Ist das nicht ein Politikum, ein solcher Doppelauftritt in einem Moment, in dem über die Kanzlerkandidatur der SPD entschieden werden muß, wobei der Koautor als Bewerber gilt? Ja! lautet die Antwort lakonisch. Und wieder vergnügtes Gelächter. Aber man weiß natürlich nicht, wie das Buch ankommt.

"Keine Angst vor der Globalisierung. Wohlstand und Arbeit für alle": Der Titel ist Programm. Die Verfasser: Christa Müller und Oskar Lafontaine. Es ist nicht alles Müller darin, aber man darf annehmen, daß sie ein bißchen mehr Zeit in das gemeinsame Projekt investiert als ihr Mann, der seit 1995 an der Spitze der SPD steht. Natürlich, sie tauschen sich aus. Christa Müller zum Beispiel plädiert in der Rohfassung für Studiengebühren, er hält dagegen. Mal sehen, wer sich bei Drucklegung durchgesetzt hat.

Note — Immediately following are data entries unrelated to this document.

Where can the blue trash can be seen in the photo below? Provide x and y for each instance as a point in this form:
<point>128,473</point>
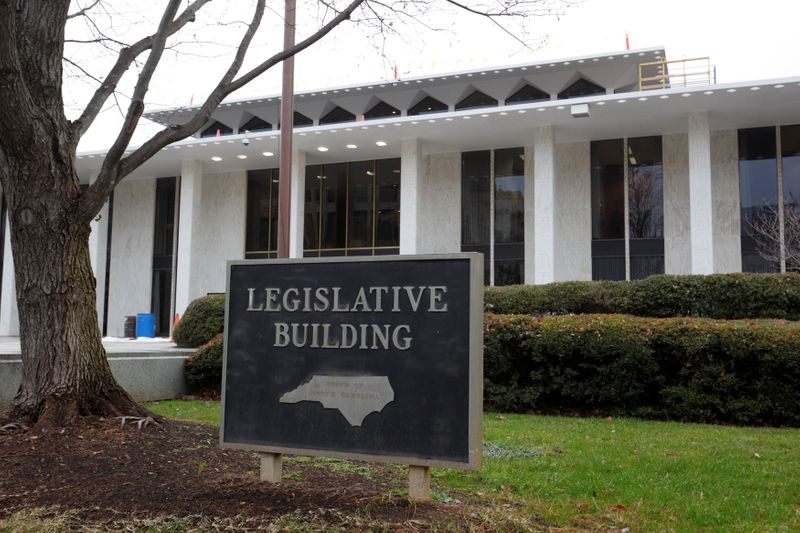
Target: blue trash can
<point>145,325</point>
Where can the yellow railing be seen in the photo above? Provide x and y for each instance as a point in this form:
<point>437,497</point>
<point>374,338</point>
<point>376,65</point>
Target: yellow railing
<point>679,73</point>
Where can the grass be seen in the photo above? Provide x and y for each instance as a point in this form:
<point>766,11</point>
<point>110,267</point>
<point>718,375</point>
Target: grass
<point>646,475</point>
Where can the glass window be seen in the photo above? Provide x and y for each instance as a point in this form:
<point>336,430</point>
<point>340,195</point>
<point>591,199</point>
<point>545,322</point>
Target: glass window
<point>580,88</point>
<point>790,154</point>
<point>608,194</point>
<point>758,196</point>
<point>528,93</point>
<point>476,99</point>
<point>216,129</point>
<point>311,211</point>
<point>427,105</point>
<point>509,216</point>
<point>475,197</point>
<point>255,124</point>
<point>645,188</point>
<point>382,110</point>
<point>337,115</point>
<point>360,204</point>
<point>387,203</point>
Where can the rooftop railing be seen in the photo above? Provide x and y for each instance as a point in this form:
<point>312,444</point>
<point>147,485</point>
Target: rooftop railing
<point>664,74</point>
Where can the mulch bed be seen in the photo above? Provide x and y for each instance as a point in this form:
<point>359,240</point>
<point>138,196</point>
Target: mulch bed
<point>109,473</point>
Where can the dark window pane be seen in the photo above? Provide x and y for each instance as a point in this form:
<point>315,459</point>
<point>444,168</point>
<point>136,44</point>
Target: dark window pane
<point>581,88</point>
<point>475,195</point>
<point>258,211</point>
<point>362,177</point>
<point>255,124</point>
<point>528,93</point>
<point>337,115</point>
<point>790,151</point>
<point>608,195</point>
<point>334,205</point>
<point>645,188</point>
<point>757,179</point>
<point>381,110</point>
<point>427,105</point>
<point>301,120</point>
<point>476,99</point>
<point>387,218</point>
<point>311,215</point>
<point>216,129</point>
<point>509,197</point>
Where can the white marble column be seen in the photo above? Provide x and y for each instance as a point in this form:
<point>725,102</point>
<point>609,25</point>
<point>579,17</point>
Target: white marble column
<point>410,177</point>
<point>700,202</point>
<point>9,316</point>
<point>98,247</point>
<point>530,221</point>
<point>188,229</point>
<point>544,178</point>
<point>297,205</point>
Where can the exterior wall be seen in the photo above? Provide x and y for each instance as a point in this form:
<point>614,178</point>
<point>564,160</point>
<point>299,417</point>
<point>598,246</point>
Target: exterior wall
<point>725,200</point>
<point>439,208</point>
<point>222,230</point>
<point>573,206</point>
<point>677,236</point>
<point>131,276</point>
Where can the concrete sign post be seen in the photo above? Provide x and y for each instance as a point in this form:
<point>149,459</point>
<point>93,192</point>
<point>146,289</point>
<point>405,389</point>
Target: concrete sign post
<point>370,358</point>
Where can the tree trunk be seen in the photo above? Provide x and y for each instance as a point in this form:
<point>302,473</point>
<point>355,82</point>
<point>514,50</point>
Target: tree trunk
<point>65,370</point>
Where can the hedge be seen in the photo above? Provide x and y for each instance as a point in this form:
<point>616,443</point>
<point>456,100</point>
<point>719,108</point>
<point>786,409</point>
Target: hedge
<point>203,319</point>
<point>723,296</point>
<point>689,369</point>
<point>203,369</point>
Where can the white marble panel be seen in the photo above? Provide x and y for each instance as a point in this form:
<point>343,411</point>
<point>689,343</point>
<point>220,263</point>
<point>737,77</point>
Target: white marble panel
<point>530,201</point>
<point>677,237</point>
<point>573,208</point>
<point>725,200</point>
<point>131,268</point>
<point>700,195</point>
<point>222,230</point>
<point>544,170</point>
<point>439,211</point>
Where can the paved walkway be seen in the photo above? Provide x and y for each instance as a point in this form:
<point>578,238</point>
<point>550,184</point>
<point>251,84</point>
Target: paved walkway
<point>10,345</point>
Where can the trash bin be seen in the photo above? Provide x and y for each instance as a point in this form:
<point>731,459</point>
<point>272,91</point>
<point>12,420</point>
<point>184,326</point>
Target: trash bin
<point>145,325</point>
<point>129,330</point>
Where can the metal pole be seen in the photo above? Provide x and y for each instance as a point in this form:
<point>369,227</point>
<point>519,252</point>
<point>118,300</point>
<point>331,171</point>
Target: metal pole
<point>287,123</point>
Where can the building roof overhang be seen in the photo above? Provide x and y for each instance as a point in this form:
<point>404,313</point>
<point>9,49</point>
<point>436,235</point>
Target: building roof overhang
<point>658,112</point>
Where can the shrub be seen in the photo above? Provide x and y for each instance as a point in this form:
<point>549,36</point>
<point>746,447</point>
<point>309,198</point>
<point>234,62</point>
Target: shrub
<point>203,369</point>
<point>724,296</point>
<point>692,369</point>
<point>204,318</point>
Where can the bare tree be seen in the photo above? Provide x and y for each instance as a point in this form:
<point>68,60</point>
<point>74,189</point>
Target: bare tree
<point>771,242</point>
<point>65,371</point>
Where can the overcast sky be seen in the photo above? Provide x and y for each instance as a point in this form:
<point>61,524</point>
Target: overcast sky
<point>745,40</point>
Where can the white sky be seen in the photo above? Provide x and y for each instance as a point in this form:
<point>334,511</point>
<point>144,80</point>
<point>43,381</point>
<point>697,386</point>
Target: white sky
<point>745,40</point>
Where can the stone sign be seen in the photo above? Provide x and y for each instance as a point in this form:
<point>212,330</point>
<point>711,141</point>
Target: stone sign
<point>373,358</point>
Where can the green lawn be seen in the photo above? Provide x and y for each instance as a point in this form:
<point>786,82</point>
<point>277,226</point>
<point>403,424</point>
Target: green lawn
<point>649,476</point>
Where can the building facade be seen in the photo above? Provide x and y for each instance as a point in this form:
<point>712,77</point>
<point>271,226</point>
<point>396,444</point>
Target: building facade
<point>615,166</point>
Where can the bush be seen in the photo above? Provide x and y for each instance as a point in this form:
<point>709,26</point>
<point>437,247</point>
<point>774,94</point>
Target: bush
<point>204,368</point>
<point>723,296</point>
<point>691,369</point>
<point>204,319</point>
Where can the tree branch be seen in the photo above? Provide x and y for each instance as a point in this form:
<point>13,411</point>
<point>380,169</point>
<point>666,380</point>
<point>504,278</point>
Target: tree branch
<point>126,57</point>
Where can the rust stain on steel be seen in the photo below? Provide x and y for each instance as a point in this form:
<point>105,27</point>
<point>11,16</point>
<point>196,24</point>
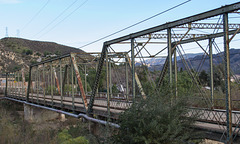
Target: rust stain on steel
<point>24,82</point>
<point>79,81</point>
<point>55,75</point>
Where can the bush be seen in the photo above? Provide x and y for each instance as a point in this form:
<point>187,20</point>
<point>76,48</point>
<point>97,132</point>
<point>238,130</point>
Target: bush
<point>156,120</point>
<point>65,138</point>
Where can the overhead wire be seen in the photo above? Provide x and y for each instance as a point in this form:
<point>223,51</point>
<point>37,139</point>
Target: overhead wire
<point>135,24</point>
<point>56,18</point>
<point>35,15</point>
<point>64,18</point>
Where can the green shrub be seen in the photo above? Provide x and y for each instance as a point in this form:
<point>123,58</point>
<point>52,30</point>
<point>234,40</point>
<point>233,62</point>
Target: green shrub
<point>65,138</point>
<point>156,120</point>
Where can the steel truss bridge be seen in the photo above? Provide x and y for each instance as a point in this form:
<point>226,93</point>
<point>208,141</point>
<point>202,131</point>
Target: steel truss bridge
<point>98,86</point>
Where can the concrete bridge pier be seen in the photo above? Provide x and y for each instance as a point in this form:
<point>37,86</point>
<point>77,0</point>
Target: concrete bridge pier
<point>35,114</point>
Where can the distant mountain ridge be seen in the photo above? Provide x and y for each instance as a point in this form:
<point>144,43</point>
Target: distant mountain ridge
<point>18,52</point>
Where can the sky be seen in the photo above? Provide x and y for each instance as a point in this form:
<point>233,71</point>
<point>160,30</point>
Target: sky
<point>78,22</point>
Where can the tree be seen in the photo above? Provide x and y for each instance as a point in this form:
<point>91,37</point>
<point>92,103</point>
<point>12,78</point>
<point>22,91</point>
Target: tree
<point>156,120</point>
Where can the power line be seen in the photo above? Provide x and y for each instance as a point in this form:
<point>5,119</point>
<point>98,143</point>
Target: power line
<point>56,18</point>
<point>65,17</point>
<point>36,14</point>
<point>135,24</point>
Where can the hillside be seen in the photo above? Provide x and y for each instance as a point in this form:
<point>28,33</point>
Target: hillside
<point>18,52</point>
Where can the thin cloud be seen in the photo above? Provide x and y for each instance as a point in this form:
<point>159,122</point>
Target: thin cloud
<point>10,1</point>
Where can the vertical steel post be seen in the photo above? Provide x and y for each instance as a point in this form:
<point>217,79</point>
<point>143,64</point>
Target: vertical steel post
<point>73,96</point>
<point>6,86</point>
<point>18,85</point>
<point>110,79</point>
<point>60,64</point>
<point>23,83</point>
<point>133,70</point>
<point>38,84</point>
<point>44,81</point>
<point>80,85</point>
<point>85,78</point>
<point>108,95</point>
<point>51,70</point>
<point>211,71</point>
<point>169,42</point>
<point>126,70</point>
<point>29,83</point>
<point>96,72</point>
<point>15,84</point>
<point>227,78</point>
<point>175,73</point>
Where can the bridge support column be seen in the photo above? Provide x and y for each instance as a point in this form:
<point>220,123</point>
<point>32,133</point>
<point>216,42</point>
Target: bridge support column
<point>34,114</point>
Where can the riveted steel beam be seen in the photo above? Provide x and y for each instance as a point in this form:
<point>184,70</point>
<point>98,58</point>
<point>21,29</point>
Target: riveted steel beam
<point>164,36</point>
<point>136,77</point>
<point>56,78</point>
<point>208,26</point>
<point>194,18</point>
<point>84,98</point>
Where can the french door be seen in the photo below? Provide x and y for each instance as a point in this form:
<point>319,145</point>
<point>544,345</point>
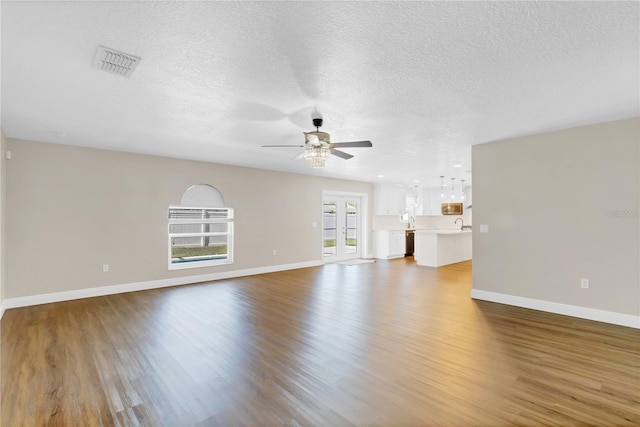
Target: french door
<point>341,227</point>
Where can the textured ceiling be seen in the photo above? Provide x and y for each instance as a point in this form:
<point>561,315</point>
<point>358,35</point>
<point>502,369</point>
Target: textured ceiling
<point>424,81</point>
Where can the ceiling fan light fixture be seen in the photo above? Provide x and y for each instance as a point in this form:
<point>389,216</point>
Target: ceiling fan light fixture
<point>316,155</point>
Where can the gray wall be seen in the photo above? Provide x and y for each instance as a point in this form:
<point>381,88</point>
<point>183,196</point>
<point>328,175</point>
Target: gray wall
<point>69,210</point>
<point>561,206</point>
<point>2,210</point>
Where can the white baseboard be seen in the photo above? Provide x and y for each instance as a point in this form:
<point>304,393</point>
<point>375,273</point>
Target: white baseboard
<point>557,308</point>
<point>151,284</point>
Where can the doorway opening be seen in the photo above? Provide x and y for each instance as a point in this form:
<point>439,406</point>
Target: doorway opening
<point>342,227</point>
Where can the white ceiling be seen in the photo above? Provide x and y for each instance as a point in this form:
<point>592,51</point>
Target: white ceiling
<point>424,81</point>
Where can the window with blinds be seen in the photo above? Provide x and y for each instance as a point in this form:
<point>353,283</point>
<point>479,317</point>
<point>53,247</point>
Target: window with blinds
<point>200,237</point>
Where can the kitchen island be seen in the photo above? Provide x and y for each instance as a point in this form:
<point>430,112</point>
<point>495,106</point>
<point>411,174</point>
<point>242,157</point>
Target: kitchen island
<point>435,248</point>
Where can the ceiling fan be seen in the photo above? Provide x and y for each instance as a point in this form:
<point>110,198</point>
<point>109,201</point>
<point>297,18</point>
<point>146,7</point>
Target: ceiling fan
<point>317,146</point>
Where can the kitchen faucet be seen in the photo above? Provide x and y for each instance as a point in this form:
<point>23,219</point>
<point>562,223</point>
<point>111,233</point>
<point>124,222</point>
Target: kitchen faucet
<point>463,227</point>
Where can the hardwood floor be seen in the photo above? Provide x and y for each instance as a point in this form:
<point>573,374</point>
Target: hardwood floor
<point>381,344</point>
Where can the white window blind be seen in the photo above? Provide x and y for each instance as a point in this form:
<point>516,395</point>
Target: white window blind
<point>200,236</point>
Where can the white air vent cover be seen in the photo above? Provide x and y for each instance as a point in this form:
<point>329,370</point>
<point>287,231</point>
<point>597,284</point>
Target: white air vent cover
<point>114,61</point>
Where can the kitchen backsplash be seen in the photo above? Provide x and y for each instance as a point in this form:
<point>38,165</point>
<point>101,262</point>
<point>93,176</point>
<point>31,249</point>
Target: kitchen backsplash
<point>428,222</point>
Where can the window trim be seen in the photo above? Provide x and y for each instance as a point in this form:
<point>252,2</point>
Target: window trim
<point>228,219</point>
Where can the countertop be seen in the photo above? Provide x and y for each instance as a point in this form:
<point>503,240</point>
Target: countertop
<point>444,231</point>
<point>425,230</point>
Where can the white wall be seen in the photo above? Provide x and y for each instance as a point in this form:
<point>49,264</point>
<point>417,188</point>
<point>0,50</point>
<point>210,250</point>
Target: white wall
<point>70,210</point>
<point>560,206</point>
<point>2,216</point>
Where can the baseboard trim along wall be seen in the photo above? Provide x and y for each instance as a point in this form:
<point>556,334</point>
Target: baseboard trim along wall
<point>151,284</point>
<point>557,308</point>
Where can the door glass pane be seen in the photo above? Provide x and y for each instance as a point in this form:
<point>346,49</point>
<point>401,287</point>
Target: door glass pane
<point>330,229</point>
<point>351,235</point>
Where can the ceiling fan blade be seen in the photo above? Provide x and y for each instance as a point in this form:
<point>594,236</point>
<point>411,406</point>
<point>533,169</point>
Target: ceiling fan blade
<point>353,144</point>
<point>299,146</point>
<point>342,154</point>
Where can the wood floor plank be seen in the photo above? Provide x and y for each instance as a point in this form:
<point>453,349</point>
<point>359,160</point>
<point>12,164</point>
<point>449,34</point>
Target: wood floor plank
<point>380,344</point>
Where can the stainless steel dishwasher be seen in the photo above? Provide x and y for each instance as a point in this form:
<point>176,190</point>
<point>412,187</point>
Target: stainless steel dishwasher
<point>408,238</point>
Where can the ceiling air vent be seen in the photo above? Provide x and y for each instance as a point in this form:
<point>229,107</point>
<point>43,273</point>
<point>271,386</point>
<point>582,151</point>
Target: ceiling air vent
<point>115,62</point>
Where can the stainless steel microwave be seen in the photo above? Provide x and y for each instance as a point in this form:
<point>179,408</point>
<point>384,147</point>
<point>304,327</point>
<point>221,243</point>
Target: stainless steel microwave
<point>452,209</point>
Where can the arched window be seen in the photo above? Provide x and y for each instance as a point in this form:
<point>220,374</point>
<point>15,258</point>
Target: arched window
<point>200,229</point>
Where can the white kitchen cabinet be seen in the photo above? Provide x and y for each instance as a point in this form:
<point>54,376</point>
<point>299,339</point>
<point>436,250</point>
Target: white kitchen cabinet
<point>389,244</point>
<point>436,248</point>
<point>389,199</point>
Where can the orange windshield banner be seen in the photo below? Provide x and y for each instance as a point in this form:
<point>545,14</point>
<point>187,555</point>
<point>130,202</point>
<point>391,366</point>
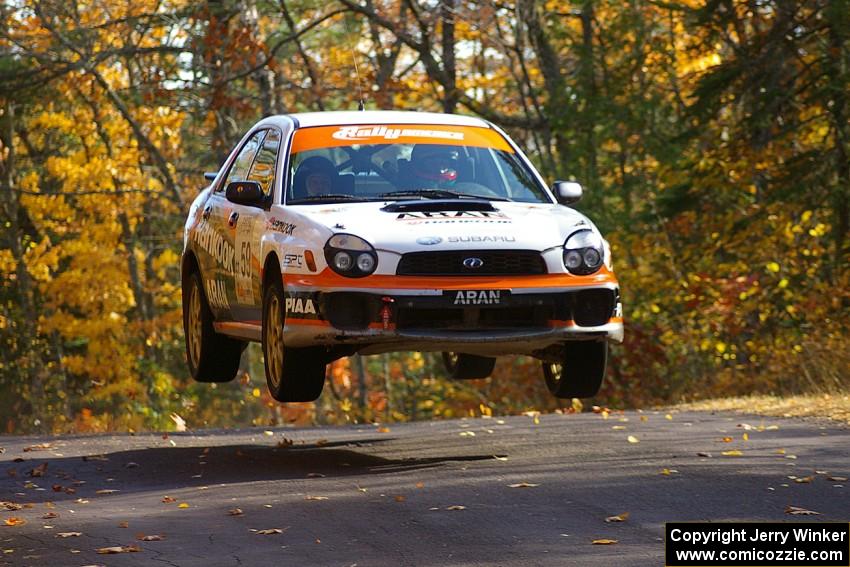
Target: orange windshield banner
<point>335,136</point>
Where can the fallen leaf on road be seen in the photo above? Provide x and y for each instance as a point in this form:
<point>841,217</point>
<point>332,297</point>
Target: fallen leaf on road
<point>39,470</point>
<point>797,511</point>
<point>179,422</point>
<point>119,549</point>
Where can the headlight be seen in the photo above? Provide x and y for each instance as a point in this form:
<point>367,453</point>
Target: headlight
<point>350,256</point>
<point>584,252</point>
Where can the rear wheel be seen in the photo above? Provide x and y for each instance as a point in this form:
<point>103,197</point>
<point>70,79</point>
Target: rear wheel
<point>292,374</point>
<point>468,366</point>
<point>212,357</point>
<point>580,372</point>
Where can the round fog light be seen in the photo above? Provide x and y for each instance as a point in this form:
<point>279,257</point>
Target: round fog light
<point>365,262</point>
<point>572,259</point>
<point>592,257</point>
<point>342,261</point>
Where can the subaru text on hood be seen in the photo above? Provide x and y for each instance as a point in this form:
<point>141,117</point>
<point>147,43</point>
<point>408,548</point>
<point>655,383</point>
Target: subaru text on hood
<point>334,233</point>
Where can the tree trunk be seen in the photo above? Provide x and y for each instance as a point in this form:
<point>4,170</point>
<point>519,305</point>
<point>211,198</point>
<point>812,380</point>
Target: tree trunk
<point>447,16</point>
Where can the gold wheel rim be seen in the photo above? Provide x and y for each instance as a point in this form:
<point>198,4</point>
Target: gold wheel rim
<point>195,329</point>
<point>274,342</point>
<point>555,371</point>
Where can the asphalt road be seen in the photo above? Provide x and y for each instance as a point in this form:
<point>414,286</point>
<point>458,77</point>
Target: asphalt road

Ihr Arbeitsplatz: das eigene Haus in Saarbrükken. Sie ist eine "ältere Mutter", wie sie es ausdrückt, Carl Maurice ist gerade neun Monate alt. Beschäftigt ist sie mit Kind und Buch, vor allem aber mit einem Projekt der Friedrich-Ebert-Stiftung, bei der sie angestellt ist. Dort arbeitet sie im kleinen Team der Zukunftskommission.

Sie ist Sozialdemokratin. Und wie! Auf ihre SPD läßt sie nichts kommen, nicht für eine Sekunde hat man das Gefühl, sie betrachte diese Partei als alte Tante, die ihre schönsten Jahre hinter sich hat. Irgendwie macht sie immer den Eindruck, mit Spaß dabeizusein. Für die Arbeit bei der Stiftung gilt das übrigens auch. Oder für das Buch mit "Oskar". Von Carl Maurice zu schweigen. Alles ist, wie es scheint, irgendwie eine Familie.

Mal sagt Christa Müller: Ich denke! Mal sagt sie: Wir wollen! Das geht alles bunt durcheinander. Sie will nicht für andere sprechen, vor allem aber will sie keine abgeleitete Größe sein. Sagen wir so: Ein Plakat, auf dem sie gemeinsam mit Lafontaine aufträte, wenn er denn Kanzlerkandidat wäre, kann man sich mit ihr nur schwer vorstellen.

Warum sollte sie auch eine herausgehobene Stellung beanspruchen? Das muß in der Sache begründet sein, denkt sie laut. Von Emanzipation spricht man nicht, emanzipiert ist man.